Local landlords joined the fight against homelessness this week by pledging to make an additional 47 Kern County rental housing units available to people deemed to be in dire need of somewhere to stay.

Nearly attaining a goal of 50 units announced at an industry meeting Tuesday in Bakersfield, the commitment expands participation in the county’s homeless voucher program, in which Kern’s housing authority subsidizes rents on a sliding scale. The county's contribution is capped at $715 per unit per month.

There are still hundreds of county residents on a list waiting to receive government assistance finding and renting a home. But people involved said the 47 units pledged at the California Landlord's Summit on Homelessness Tuesday in Bakersfield will make a big difference for people found to be in greatest need.

"Forty-seven is a huge number," said Jessica Janssen, homelessness projects manager for United Way of Kern County, which is the lead agency in the 30-member Kern County Homeless Collaborative. "Every unit committed is a life potentially saved."

Added Ian Sharples, spokesman for the trade group Income Property Association of Kern, "It’s a very good first step. We were aiming for 50 units, we got 47."

The voucher program is one of three primary ways the county's Housing Authority engages with landlords to encourage them to rent to people with nowhere else to go.

With grant money from the U.S. Department of Housing and Urban Development, the Housing Authority subsidizes people's rent according to their ability to pay. While some beneficiaries' housing is paid in full, others who can afford it are required to pay about 30 percent of their total income toward rent, leaving the county to cover the rest.

The county agency was unable Thursday to estimate how many housing units are currently subsidized through the program or how much money has been devoted to it in the current year and years past. The number of people still waiting for help through the program was also unavailable, though officials said 70 residents have been screened and are considered to be in the most urgent need.

Another way the Housing Authority works with landlords is by contracting case-management services from outside organizations that counsel and prepare homeless residents to move into rental housing. The agency was unable to say how many people the program currently serves or how many are awaiting such assistance.

A third tool the agency employs to help people without housing is a form of insurance paid to landlords whose previously homeless tenants end up damaging rental units. The Housing Authority pays up to $750 to cover damages exceeding a unit's rental deposit. Come Jan. 1, the cap will rise to $2,500, thanks to a one-time infusion of state money.

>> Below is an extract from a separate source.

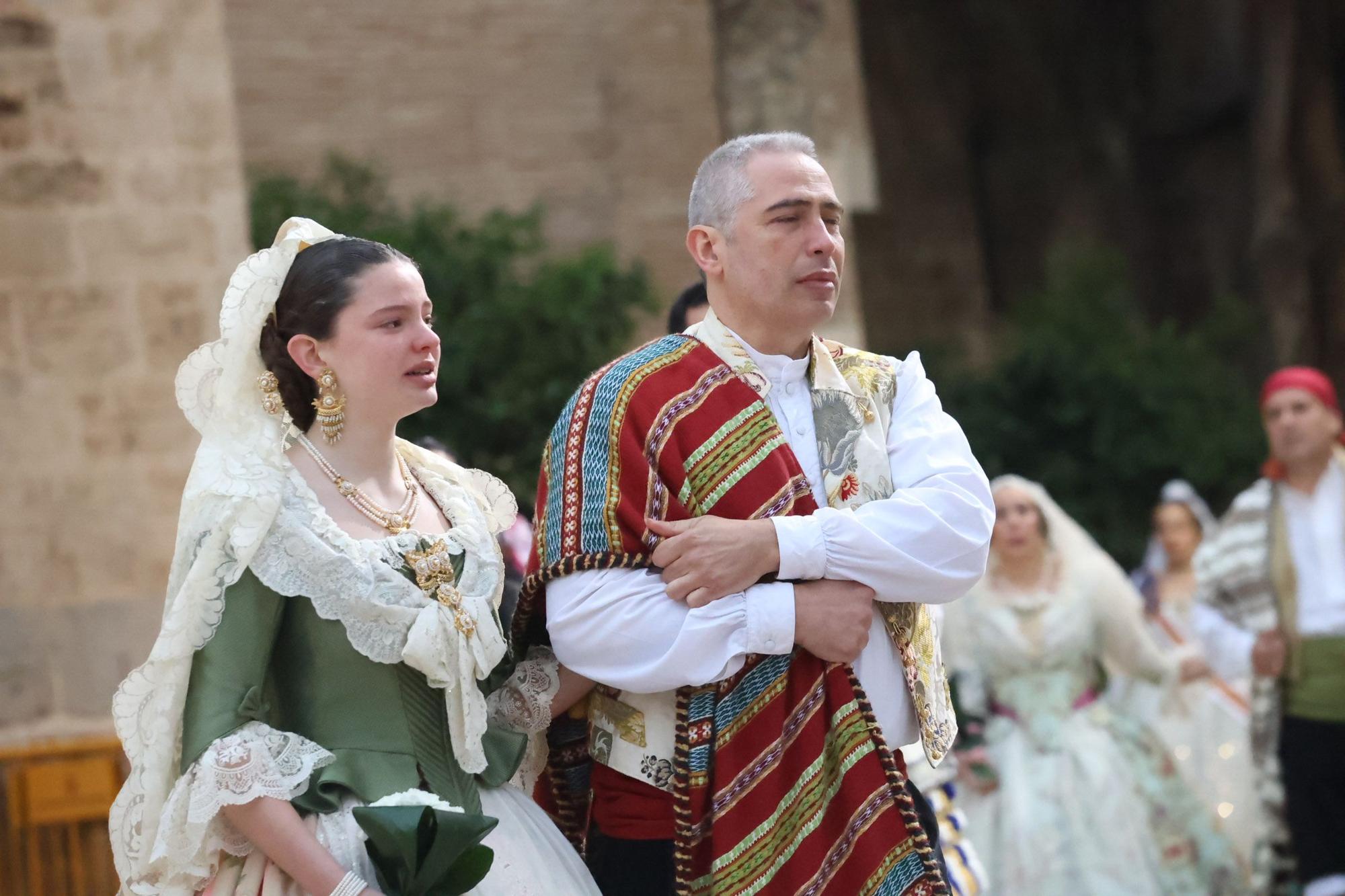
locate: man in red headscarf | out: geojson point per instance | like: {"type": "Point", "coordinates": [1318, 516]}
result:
{"type": "Point", "coordinates": [1273, 591]}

Despite these programs, some landlords still hesitate to rent to people who are homeless, said the executive director of Kern's Housing Authority, Stephen Pelz.

He said their reticence is sometimes based on misconceptions that the would-be renters commit crime at a high rate. But in fact, people who are homeless are more likely to be victims of crime than perpetrators, he said.

Pelz asks landlords to keep an open mind.

"If you rent to a police officer and he skipped out on you and didn't pay last month's rent," he asked, "does that mean you're never going to rent to a police officer again?"